Scholars learn about WW2 codebreakers at Bletchley Park
Chevening Scholars had the chance to visit Bletchley Park, situated in Milton Keynes, Buckinghamshire, which was used to penetrate the secret communication of the German ‘Enigma’ and ‘Lorenz’ ciphers.
Right after arriving scholars participated into activities such as workshops, guided and self-guided tours, all to learn in-depth about the park.
At the beginning of the workshop scholars heard history about Bletchley Park and learnt more about this ‘secret’ place, which shortened the World War Two by two to four years, and more importantly saved countless lives during that time. In addition, they also learned about the ‘Enigma machine’ used by the Germans during World War Two.
Bletchley Park was bought in 1938 by the head of Secret Intelligence Service (SIS) for only £6,000 using his own money. He bought it for the use of SIS and Government Code and Cypher School (GC&CS).
After that Bletchley Park became home to the brilliant English mathematician who worked for the government during the war, Alan Turing. Turing and his team broke the German Enigma code and, later on, formed the basis of modern electronic computing.
Hut 8 was the section led by Alan Turing to solve the enigma messages.
During the workshop, Chevening Scholars saw a simulation of what the codebreakers job looked like by solving some codes using an app of the Enigma machine:
Later on that day, Chevening Scholars learnt about the strategic reasons Bletchley Park had been used for. The reason to choose this place as the secret place for codebreakers was its centrality and its closeness to Oxford and Cambridge, where many codebreakers came from, in addition to the closeness to Bletchley station.
Scholars also learnt about the Enigma machine that was purchased by the Germans for military use.
The possible configuration of enigma was calculated to be 3 * 10114 and the users of enigma were confident because of these large possibilities. Moreover, the cipher system of the enigma was changing daily. Nevertheless, Turing had an immersive role in breaking the code by inventing a machine known as ‘The Bombe’, which helped in reducing the work of codebreakers and, from 1941, the Enigma messages could be read. The Bombe arrived at the National Museum of Computing on 1 May 2018.
In 1942 Turing also helped in developing a technique to understand the ‘Lorenz’ cipher machine.
The mansion which was known as Bletchley Park and BP for the codebreakers, was built by Sir Herbert Leon, and was purchased along with 58 acres for the use of Sis and GC&CC. It was home to the work of codebreakers.

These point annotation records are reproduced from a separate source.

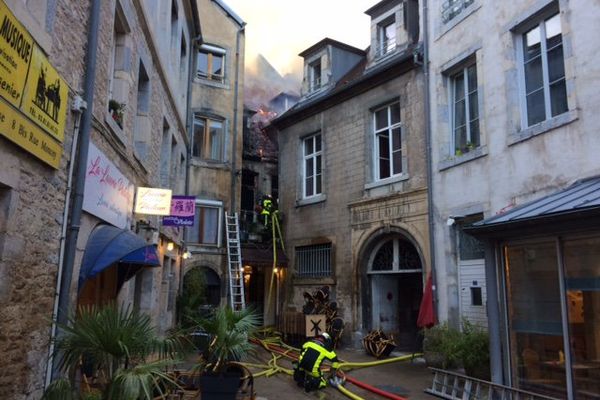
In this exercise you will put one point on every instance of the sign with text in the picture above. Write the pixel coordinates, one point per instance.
(108, 193)
(18, 129)
(183, 209)
(46, 96)
(30, 84)
(16, 47)
(153, 201)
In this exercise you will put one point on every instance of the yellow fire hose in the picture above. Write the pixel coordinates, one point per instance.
(272, 368)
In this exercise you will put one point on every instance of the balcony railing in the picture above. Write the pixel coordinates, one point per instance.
(452, 8)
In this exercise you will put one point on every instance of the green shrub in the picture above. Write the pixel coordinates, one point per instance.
(442, 343)
(475, 351)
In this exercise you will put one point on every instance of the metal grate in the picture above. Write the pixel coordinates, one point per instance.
(313, 261)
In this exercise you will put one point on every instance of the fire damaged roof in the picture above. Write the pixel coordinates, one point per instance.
(358, 80)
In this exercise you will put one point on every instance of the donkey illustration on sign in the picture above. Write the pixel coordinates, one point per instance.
(48, 98)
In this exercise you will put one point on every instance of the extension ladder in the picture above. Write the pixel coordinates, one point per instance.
(453, 386)
(234, 263)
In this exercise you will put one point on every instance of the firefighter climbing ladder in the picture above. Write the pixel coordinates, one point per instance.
(234, 260)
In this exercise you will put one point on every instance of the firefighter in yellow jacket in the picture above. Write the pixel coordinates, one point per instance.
(307, 372)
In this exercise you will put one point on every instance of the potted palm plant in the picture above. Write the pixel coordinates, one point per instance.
(228, 333)
(119, 347)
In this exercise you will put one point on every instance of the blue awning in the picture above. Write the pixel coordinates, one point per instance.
(108, 245)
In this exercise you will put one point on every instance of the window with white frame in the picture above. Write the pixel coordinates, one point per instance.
(452, 8)
(314, 71)
(465, 110)
(207, 223)
(543, 71)
(386, 36)
(389, 158)
(208, 139)
(313, 261)
(394, 255)
(211, 63)
(312, 173)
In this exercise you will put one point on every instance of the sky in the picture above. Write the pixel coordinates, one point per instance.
(280, 29)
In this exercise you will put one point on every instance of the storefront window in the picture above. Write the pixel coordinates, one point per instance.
(582, 283)
(534, 316)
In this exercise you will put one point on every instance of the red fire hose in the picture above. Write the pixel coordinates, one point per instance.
(289, 354)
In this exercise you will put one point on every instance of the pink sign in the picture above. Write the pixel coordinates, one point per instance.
(183, 206)
(108, 193)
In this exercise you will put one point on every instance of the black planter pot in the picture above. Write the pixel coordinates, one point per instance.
(219, 387)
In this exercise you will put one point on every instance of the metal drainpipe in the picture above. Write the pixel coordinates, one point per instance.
(235, 117)
(190, 131)
(77, 108)
(76, 211)
(429, 158)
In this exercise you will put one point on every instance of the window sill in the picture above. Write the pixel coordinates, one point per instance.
(214, 164)
(197, 248)
(543, 127)
(211, 82)
(326, 280)
(115, 129)
(447, 26)
(386, 181)
(311, 200)
(474, 154)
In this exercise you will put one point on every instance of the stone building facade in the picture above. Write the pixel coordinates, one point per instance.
(142, 142)
(354, 189)
(513, 92)
(215, 168)
(509, 155)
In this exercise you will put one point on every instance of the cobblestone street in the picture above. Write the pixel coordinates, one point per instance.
(402, 378)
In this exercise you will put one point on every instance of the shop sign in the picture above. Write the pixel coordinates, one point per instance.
(108, 193)
(153, 201)
(27, 135)
(35, 91)
(183, 209)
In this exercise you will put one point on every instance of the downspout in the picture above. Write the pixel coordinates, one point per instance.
(235, 117)
(76, 211)
(77, 107)
(429, 158)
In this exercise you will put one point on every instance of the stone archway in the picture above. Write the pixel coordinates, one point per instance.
(391, 269)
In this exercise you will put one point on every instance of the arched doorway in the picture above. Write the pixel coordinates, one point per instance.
(395, 286)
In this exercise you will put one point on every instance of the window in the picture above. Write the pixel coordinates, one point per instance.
(543, 72)
(208, 139)
(465, 110)
(476, 296)
(386, 36)
(207, 223)
(313, 261)
(395, 255)
(314, 75)
(388, 158)
(312, 166)
(452, 8)
(211, 63)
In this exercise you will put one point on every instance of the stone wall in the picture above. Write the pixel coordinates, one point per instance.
(515, 163)
(32, 195)
(346, 131)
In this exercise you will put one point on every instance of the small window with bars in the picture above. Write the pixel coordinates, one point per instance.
(313, 261)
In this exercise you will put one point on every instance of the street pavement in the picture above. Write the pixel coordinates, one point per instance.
(404, 378)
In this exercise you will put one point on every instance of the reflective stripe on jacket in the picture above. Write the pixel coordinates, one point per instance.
(312, 356)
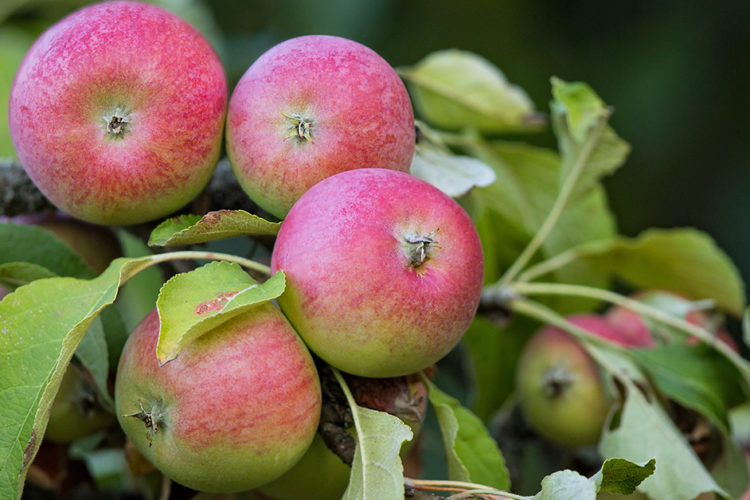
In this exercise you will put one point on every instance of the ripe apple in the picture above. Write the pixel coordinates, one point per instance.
(311, 107)
(384, 271)
(559, 385)
(117, 111)
(632, 326)
(236, 409)
(76, 410)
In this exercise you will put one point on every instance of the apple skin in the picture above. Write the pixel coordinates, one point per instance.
(110, 61)
(631, 325)
(236, 409)
(404, 397)
(358, 111)
(559, 385)
(76, 411)
(355, 292)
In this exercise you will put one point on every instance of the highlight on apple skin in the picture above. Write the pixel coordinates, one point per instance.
(237, 408)
(384, 271)
(311, 107)
(117, 113)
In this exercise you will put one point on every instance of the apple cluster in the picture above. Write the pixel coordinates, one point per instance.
(117, 114)
(560, 387)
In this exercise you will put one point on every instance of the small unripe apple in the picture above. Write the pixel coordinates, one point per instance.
(311, 107)
(76, 411)
(384, 271)
(237, 408)
(559, 385)
(117, 112)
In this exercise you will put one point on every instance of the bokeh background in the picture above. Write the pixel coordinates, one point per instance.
(676, 73)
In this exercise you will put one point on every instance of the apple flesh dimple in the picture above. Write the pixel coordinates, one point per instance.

The codebreakers were not allowed to tell where they were going except saying they are doing ‘a military service’. They would have been given a pass to come through the station and they were not allowed to speak about the ‘secret’ thing they were doing or they would have been killed. The work of the codebreakers was stressful to a huge extent and with great secrecy. Codebreakers were sworn to absolute secrecy, which the workers have obeyed right up to this day.
Winston Churchill, the Prime Minister during World War Two, famously described the codebreakers who worked at Bletchley Park as ‘the geese that laid the golden eggs and never cackled’.
Sadly, the codebreakers were never rewarded by anyone seeing the important work they have done.
The National Computing Museum
The work of men and women in Bletchley Park did not just help end war, but laid the foundations for the computer age.
In the museum scholars had the chance to see the world’s first modern computer in action: ‘The WITCH’.
Scholars also saw the Colossus Gallery that showed the entire World War Two codebreaking process of the ‘Lorenz-encrypted’ messages.
In addition to computers that dated from the 1950s, 60s and 70s, such as Elliotts from the 60s and IBM. These computers looked like washing machines. All of that was in addition to a collection of computers from the 1980s.
The attending scholars and I enjoyed our time in Bletchley Park and learnt a lot about this secret place.